Lawson disagreed, calling the training issue an “interesting talking point” on a “superficial level.”

“When you strip it down and analyze it, you’ll see that there are more and more opportunities for people to have access to training. Non-union workers can get training any number of places, especially in today’s information age.

“They say they’ve got trained people, and that it’s safer and it may cost you more in the short-term, but that it’ll pay off in the long run,” Lawson said. “They say they’ll get it right the first time so you don’t have bad construction, safety issues and cost overruns. The bottom line is that they’re overpaid for what they actually deliver and they use scare tactics to make people believe anyone else is a fly-by-night operation that can’t be trusted.

“Union shops are not the last thing that stands between you and someone who can’t put a screw in the wall,” he added.

But it isn’t just the work conditions and terms. Most PLAs require that all workers on the project pay union dues or fees and contribute to the union pension fund, even if they won’t benefit from it.

Szollosi told the committee non-union workers who pay the union dues to take part in their company’s project would probably not benefit from the pension, to which they were forced to contribute, unless they continued to pay dues and remain a union member until they were fully vested.

This adds to the labor costs, the Buckeye Institute report says, by increasing payments to unions rather than workers.

Mark Tucker, legal counsel for the Ohio State Building and Construction Trades Council, implied that a company’s current employees may not even work on the PLA project .

In answering a question from the House committee, he said non-union workers add their names to a list at the union hall to be re-hired for the job, but they would be behind current members, with the same skills, who are waiting to be hired.

Lawson called the PLA provision the “best single policy piece” in the biennial budget bill.

“The big thing about this is that it’s the first relatively significant labor reform that’s made it this far in the legislative process since Senate Bill 5,” he said.
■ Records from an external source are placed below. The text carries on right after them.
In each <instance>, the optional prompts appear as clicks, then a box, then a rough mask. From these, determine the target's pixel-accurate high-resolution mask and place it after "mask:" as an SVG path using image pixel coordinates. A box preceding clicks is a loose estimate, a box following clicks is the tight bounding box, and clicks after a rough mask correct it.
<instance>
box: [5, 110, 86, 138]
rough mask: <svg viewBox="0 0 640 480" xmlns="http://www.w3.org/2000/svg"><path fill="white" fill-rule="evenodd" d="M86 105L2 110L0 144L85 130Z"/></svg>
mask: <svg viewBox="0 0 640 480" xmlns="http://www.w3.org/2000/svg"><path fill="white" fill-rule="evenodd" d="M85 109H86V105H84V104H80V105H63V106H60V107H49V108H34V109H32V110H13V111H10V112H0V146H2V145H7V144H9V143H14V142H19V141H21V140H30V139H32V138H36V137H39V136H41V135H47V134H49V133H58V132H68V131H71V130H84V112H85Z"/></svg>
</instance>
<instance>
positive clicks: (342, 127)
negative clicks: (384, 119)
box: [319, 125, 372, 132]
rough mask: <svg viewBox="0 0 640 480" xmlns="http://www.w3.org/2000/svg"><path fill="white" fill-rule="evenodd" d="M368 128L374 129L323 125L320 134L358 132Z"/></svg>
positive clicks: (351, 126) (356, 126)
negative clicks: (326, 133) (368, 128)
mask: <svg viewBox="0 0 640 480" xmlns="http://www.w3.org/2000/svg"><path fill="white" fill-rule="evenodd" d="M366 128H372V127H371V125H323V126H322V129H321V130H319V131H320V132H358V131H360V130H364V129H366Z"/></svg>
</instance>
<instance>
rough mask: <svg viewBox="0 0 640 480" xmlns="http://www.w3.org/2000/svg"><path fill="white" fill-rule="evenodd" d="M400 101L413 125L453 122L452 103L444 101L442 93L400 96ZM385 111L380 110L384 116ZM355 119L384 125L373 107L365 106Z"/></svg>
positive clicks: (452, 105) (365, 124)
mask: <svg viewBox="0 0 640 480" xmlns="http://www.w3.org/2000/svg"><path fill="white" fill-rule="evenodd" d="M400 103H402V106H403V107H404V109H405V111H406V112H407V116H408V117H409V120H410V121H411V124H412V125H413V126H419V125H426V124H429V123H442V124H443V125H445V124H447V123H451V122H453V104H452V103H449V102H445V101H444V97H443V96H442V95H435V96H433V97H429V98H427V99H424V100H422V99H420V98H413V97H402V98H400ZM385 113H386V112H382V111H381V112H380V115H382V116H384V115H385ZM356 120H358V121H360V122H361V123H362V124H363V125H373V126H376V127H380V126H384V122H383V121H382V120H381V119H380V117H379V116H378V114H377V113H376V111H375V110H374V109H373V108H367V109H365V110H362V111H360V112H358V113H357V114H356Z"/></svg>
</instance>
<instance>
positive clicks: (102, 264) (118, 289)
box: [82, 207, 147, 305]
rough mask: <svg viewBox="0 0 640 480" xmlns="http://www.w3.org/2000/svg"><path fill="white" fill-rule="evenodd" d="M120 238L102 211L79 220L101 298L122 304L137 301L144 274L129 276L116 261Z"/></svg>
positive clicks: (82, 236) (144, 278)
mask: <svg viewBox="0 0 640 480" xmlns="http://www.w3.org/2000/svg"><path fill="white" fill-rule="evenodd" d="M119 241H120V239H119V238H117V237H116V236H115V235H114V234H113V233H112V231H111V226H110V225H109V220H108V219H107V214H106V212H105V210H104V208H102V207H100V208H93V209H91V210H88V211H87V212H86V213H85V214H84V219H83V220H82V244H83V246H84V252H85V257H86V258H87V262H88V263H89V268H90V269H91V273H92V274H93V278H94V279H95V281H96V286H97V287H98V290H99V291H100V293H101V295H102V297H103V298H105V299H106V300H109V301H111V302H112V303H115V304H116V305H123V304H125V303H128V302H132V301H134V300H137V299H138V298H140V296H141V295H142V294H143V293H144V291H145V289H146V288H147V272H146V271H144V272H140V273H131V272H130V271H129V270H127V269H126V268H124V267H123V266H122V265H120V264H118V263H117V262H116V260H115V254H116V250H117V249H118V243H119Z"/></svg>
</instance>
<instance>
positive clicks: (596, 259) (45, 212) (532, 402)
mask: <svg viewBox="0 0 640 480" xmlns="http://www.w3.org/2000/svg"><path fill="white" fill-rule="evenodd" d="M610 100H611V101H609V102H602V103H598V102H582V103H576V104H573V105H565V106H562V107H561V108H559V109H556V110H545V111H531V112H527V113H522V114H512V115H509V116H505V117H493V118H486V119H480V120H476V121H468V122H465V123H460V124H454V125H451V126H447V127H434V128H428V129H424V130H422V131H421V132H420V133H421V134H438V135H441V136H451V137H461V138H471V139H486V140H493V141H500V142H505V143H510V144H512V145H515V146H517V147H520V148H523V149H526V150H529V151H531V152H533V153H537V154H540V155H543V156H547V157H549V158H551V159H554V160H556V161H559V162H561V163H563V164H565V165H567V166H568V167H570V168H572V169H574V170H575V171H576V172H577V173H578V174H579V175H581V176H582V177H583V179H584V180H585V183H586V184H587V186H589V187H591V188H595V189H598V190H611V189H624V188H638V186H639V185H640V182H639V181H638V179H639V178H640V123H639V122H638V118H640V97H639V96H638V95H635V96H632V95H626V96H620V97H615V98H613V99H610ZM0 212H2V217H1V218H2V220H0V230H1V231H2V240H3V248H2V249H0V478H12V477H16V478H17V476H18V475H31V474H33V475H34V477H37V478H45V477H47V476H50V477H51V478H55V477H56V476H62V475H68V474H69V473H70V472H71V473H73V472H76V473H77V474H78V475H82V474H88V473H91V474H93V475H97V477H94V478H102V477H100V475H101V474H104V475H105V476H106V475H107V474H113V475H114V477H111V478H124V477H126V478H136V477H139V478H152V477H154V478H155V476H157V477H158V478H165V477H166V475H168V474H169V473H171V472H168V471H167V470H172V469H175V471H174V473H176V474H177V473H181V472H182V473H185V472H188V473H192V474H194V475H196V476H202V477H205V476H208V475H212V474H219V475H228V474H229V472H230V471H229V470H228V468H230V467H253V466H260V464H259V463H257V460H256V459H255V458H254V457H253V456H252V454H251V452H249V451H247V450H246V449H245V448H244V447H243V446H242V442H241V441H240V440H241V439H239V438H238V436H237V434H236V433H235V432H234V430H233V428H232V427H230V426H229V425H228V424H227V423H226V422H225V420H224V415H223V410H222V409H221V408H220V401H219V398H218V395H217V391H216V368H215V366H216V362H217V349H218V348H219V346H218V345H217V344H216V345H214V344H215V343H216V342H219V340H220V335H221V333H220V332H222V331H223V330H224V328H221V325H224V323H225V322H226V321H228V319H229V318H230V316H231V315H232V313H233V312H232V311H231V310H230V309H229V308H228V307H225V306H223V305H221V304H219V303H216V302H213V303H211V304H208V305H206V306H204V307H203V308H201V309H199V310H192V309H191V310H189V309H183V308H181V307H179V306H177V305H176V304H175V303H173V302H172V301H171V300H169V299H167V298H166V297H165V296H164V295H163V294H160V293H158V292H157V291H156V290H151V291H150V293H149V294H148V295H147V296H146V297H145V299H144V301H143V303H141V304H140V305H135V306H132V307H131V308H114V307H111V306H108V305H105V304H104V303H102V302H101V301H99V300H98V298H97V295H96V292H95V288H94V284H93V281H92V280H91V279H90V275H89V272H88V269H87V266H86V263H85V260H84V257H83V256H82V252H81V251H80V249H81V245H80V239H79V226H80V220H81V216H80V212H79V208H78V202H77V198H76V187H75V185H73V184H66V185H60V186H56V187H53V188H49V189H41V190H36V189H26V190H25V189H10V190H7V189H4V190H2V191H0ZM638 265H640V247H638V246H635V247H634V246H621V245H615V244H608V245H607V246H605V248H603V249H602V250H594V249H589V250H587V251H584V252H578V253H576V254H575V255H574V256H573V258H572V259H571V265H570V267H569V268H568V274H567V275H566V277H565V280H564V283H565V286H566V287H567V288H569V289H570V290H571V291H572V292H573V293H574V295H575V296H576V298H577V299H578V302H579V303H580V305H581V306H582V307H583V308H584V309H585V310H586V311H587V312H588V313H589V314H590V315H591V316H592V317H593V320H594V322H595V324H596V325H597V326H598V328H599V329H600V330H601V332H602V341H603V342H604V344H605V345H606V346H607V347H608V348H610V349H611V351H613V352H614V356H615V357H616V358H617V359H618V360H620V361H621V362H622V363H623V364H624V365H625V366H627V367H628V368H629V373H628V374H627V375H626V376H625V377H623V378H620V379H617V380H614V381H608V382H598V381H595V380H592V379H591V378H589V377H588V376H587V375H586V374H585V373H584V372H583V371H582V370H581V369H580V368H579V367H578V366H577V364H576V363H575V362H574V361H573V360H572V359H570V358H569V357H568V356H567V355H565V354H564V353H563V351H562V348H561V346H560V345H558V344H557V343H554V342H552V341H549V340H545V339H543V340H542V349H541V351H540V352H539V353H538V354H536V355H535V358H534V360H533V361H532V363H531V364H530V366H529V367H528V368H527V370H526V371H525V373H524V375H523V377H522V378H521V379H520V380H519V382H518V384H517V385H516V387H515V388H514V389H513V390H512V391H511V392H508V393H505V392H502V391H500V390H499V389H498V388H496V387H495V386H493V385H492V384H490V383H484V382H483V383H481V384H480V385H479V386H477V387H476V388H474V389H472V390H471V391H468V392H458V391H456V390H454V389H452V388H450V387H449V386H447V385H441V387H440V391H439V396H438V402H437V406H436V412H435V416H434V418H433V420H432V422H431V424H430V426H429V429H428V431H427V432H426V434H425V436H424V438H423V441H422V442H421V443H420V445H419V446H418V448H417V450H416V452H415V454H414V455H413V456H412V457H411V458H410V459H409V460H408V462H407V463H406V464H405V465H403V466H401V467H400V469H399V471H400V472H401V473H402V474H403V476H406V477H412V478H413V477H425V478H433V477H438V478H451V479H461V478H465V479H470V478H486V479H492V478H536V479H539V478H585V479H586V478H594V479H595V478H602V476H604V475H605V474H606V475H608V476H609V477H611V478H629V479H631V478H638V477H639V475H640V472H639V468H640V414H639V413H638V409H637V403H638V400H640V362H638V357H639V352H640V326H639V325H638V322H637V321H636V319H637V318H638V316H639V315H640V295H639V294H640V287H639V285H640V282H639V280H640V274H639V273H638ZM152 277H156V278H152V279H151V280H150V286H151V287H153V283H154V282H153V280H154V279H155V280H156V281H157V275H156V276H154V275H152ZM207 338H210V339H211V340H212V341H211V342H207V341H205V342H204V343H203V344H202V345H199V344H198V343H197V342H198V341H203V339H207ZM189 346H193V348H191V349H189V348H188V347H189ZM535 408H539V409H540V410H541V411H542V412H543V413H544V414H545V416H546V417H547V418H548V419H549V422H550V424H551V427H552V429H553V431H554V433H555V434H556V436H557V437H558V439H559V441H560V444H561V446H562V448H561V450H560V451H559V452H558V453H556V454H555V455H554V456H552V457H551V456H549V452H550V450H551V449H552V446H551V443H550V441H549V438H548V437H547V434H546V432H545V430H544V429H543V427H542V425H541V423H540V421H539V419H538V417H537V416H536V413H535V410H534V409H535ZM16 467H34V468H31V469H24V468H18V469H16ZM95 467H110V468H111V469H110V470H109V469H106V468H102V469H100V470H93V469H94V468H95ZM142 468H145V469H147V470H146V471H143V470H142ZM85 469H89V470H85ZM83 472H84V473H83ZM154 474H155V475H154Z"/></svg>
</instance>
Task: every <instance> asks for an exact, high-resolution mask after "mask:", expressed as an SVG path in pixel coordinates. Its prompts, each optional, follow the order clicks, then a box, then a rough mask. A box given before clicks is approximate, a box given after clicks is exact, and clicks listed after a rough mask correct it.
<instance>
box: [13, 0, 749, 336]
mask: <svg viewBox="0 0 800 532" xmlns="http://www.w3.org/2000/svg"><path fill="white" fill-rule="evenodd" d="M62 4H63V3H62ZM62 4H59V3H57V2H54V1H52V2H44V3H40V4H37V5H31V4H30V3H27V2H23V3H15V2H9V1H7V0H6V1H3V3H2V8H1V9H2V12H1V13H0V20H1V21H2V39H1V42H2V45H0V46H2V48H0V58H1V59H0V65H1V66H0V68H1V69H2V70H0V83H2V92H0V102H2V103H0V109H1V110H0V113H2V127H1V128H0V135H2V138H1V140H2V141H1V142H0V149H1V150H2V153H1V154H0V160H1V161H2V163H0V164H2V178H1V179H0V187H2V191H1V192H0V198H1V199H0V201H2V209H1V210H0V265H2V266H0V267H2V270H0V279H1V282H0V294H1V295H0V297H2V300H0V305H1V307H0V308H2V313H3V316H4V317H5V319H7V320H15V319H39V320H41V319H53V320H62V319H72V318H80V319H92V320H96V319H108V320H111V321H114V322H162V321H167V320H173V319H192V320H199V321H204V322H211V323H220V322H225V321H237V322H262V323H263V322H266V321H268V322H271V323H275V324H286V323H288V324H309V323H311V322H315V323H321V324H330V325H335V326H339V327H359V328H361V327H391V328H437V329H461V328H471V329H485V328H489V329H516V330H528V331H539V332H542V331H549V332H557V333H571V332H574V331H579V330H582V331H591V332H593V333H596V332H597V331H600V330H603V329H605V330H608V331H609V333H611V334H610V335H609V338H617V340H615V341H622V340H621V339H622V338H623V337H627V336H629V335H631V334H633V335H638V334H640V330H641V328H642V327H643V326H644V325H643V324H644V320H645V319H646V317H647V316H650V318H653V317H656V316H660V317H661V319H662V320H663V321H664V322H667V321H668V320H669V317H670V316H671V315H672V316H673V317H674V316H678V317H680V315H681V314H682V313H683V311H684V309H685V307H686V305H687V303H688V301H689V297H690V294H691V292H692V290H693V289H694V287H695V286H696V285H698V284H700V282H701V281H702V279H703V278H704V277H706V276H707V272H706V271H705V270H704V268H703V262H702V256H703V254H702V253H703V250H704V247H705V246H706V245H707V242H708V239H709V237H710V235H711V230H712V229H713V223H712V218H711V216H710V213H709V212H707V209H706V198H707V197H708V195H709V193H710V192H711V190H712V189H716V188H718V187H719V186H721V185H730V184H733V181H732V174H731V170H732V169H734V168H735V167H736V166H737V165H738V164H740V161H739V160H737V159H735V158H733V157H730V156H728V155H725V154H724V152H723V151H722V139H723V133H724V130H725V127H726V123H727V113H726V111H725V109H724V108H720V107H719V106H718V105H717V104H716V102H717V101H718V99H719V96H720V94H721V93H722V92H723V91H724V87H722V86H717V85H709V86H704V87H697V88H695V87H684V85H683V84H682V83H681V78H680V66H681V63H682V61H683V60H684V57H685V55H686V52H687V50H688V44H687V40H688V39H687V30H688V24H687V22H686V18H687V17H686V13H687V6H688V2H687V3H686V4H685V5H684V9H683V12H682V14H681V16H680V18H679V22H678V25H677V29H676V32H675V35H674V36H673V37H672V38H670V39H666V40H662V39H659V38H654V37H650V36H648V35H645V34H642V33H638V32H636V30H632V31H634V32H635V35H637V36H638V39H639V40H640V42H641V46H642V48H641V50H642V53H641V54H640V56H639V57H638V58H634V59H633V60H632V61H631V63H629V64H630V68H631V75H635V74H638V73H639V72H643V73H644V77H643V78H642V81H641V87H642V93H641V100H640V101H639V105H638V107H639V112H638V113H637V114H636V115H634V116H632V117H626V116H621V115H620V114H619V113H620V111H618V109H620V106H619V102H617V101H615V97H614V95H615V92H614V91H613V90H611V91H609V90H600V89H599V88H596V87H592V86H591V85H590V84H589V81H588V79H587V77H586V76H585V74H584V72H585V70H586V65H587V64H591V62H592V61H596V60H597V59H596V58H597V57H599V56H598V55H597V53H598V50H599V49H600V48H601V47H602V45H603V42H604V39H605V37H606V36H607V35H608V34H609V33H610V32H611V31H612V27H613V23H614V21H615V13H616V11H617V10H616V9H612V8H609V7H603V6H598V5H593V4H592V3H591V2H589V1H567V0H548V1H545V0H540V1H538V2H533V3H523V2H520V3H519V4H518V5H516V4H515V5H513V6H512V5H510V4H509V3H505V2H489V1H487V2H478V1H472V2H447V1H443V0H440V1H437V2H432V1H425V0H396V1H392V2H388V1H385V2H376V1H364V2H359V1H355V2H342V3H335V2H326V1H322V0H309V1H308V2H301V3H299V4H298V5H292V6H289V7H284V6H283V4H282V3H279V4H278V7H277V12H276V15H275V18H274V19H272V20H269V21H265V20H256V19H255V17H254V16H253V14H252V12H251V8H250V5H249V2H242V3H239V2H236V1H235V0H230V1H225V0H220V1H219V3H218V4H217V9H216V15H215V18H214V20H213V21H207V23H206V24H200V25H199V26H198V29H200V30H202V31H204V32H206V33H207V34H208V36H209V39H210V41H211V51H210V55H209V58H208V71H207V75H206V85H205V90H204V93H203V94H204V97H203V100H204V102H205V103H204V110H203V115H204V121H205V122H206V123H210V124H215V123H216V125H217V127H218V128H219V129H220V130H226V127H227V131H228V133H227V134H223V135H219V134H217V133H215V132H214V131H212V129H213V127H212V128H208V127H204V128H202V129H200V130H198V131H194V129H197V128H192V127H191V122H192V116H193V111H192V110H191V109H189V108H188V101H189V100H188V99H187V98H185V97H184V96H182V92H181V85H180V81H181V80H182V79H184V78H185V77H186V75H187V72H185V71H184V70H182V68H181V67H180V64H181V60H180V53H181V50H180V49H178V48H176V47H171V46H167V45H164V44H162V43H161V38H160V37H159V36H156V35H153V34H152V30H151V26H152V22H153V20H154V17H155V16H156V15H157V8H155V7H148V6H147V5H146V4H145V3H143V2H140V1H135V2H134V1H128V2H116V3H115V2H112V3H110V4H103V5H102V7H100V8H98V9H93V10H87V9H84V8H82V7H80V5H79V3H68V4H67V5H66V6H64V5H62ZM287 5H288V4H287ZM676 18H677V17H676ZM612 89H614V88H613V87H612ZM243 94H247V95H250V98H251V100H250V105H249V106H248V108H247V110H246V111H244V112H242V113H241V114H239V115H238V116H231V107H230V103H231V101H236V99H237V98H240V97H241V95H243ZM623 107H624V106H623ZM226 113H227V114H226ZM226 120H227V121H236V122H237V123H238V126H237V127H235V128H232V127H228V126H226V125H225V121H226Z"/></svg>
S.B. 5 was a labor reform bill, which Gov. John Kasich signed and repealed in 2011 following a voter referendum led by the unions.

“All the people who’ve been belly-aching about the loss of local government funds should be supportive of it and beating on the doors of the Senate to tell them how this can save them money and give them flexibility,” Lawson said.

The bill does not prevent employers from negotiating their own PLAs; it just prevents the state agencies, and local projects using state funds, from doing so ahead of time and requiring it as part of the bid package.

Ohio would become the 23rd state to restrict PLAs — if the measure survives as the bill moves through the Senate.